Пусть в любви будет их честь! Вообще женщина мало понимает в чести, но пусть будет её честь в том, чтобы всегда больше любить, чем быть любимой, и никогда не быть второй.

Пусть мужчина боится женщины, когда она любит: ибо она приносит любую жертву и всякая другая вещь не имеет для неё цены. Пусть мужчина боится женщины, когда она ненавидит: ибо мужчина в глубине души только зол, а женщина ещё и дурна. Мужчин нельзя хвалить в любви и ненависти, но женщины… Они как звери лесные – ничего не боятся!

– Но что же есть счастье для любящих?

– Счастье мужчины называется: я хочу. Счастье женщины называется: он хочет.

*

Старуха внимательно выслушала Заратуштру, а затем сказала:

– А теперь в благодарность прими маленькую истину! Я достаточно стара для неё! Заверни её хорошенько и зажми ей рот: иначе она будет кричать во всё горло, эта маленькая истина: «Ты идёшь к женщинам? Не забудь плётку!»

Пастырь

– Здравствуй, погонщик своих мыслей! Не приютишь ли ты на ночь меня и вторую тень мою? – обратился Заратуштра к сидящему на обочине дороги; тот только-только закончил о чём-то сосредоточенно думать, сложив при этом ладони рук на груди.
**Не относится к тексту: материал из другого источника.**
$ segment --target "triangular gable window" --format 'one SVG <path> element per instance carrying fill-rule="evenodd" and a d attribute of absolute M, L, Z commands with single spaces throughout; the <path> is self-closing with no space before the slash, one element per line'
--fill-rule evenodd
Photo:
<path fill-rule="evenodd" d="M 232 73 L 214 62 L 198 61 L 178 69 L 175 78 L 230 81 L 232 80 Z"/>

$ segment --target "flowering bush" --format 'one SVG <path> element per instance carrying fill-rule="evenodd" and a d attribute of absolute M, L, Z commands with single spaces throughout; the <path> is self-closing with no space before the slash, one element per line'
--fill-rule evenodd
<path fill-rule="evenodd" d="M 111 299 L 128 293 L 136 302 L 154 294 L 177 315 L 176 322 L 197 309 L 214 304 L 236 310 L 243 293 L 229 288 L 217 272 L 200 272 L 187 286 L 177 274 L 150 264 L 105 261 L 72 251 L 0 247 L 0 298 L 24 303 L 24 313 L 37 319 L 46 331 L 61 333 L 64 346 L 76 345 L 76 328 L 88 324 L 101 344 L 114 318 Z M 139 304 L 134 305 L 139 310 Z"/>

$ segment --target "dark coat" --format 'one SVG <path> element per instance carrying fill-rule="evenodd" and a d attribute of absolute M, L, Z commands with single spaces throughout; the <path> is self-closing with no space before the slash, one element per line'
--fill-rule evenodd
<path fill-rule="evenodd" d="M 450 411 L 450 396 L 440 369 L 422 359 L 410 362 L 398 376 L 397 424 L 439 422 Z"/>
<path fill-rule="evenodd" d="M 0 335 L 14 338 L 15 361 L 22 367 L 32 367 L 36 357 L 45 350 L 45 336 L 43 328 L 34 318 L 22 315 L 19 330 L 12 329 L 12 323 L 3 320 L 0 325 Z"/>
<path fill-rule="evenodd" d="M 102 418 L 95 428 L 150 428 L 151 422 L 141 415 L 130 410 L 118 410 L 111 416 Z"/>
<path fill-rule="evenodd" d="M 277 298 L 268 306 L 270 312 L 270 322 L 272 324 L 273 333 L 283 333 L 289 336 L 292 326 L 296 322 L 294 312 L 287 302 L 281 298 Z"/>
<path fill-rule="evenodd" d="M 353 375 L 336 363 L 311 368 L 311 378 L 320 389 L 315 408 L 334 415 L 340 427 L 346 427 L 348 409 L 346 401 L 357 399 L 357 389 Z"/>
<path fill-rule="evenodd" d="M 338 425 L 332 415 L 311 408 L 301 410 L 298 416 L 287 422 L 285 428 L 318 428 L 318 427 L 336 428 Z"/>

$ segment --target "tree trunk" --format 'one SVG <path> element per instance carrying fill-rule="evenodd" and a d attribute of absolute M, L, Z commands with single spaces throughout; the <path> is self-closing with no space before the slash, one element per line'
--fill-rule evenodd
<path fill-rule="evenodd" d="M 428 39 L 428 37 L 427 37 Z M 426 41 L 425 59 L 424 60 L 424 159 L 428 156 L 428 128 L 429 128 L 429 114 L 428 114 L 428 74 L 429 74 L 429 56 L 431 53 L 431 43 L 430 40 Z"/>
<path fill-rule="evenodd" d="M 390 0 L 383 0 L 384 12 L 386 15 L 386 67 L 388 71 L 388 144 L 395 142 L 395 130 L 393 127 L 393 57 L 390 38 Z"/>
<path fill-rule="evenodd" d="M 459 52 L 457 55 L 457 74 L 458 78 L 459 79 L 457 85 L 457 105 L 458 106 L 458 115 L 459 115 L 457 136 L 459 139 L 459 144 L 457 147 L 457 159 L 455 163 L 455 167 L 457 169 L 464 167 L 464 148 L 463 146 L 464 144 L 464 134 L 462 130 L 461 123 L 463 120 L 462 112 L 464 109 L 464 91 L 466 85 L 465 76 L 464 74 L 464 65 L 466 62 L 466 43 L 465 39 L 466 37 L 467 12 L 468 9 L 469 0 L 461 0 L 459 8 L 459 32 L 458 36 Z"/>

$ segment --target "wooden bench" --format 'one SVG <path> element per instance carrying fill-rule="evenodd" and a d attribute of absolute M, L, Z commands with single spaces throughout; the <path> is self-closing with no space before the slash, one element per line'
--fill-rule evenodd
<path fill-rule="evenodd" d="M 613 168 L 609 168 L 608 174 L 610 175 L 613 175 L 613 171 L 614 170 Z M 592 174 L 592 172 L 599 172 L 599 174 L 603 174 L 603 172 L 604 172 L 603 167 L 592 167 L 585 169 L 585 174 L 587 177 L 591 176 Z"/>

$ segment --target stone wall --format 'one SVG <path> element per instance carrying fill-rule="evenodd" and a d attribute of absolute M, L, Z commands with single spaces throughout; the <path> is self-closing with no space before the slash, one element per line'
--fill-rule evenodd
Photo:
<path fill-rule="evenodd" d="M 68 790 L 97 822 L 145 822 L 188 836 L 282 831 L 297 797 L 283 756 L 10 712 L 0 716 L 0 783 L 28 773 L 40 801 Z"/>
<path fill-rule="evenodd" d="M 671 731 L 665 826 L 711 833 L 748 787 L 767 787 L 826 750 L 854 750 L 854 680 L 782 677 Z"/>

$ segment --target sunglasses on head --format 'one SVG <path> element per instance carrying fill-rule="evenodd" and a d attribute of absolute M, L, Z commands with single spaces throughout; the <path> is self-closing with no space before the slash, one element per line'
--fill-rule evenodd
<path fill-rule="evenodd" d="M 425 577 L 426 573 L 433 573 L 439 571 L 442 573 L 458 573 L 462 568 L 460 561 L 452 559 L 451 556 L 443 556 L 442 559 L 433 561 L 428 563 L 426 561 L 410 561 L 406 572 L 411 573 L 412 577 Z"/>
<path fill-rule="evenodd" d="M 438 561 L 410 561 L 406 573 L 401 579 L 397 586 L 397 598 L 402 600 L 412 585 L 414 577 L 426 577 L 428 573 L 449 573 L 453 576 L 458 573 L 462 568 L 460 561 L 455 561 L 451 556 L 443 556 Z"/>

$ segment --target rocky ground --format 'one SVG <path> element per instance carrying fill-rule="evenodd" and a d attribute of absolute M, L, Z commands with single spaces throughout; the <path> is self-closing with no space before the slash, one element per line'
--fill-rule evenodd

– Здравствуй, Заратуштра! Здравствуй, Золотой Сириус! – отвечал Пастырь свободного стада мыслей. – Весть о тебе бежит впереди тебя. Хижина моя недалеко, если только можно назвать это жилище хижиной.

Пройдя дорогой вдоль рисовых полей и уступив слонам, которые несли тяжёлые брёвна, они свернули в глубь леса или того, что здесь называлось лесом, и совсем скоро подошли к тому, что здесь называлось хижиной.

– Под кровом моей хижины тени твои помирятся, и ты сможешь дать себе отдых, – начал беседу сын этого уголка Земли. – Рассказывают купцы, что ходишь ты по миру, заполняя память свою услышанным, и проповедуешь сверхчеловека. Здесь тебя поймут. По твоей дороге уже не первый год идёт принц, который, как и ты, молод и, как и ты, одержим этой идеей. Он разочарован в богах… О этот несчастный! Он богов считает смертными! Иди на северо-восток, Заратуштра. Там ты его встретишь – ведь именно для встречи с ним ты прибыл! Его зовут Капилавасту Сиддхартха, он – сын Майи и Шуддходана из рода Шакьев.

Но это будет завтра. Сегодня же ты должен подкрепиться после долгого пути; плошка риса для тебя найдётся.

– Шакья-муни21 разочарован в богах настолько, что не признаёт их вообще? – спросил Заратуштра.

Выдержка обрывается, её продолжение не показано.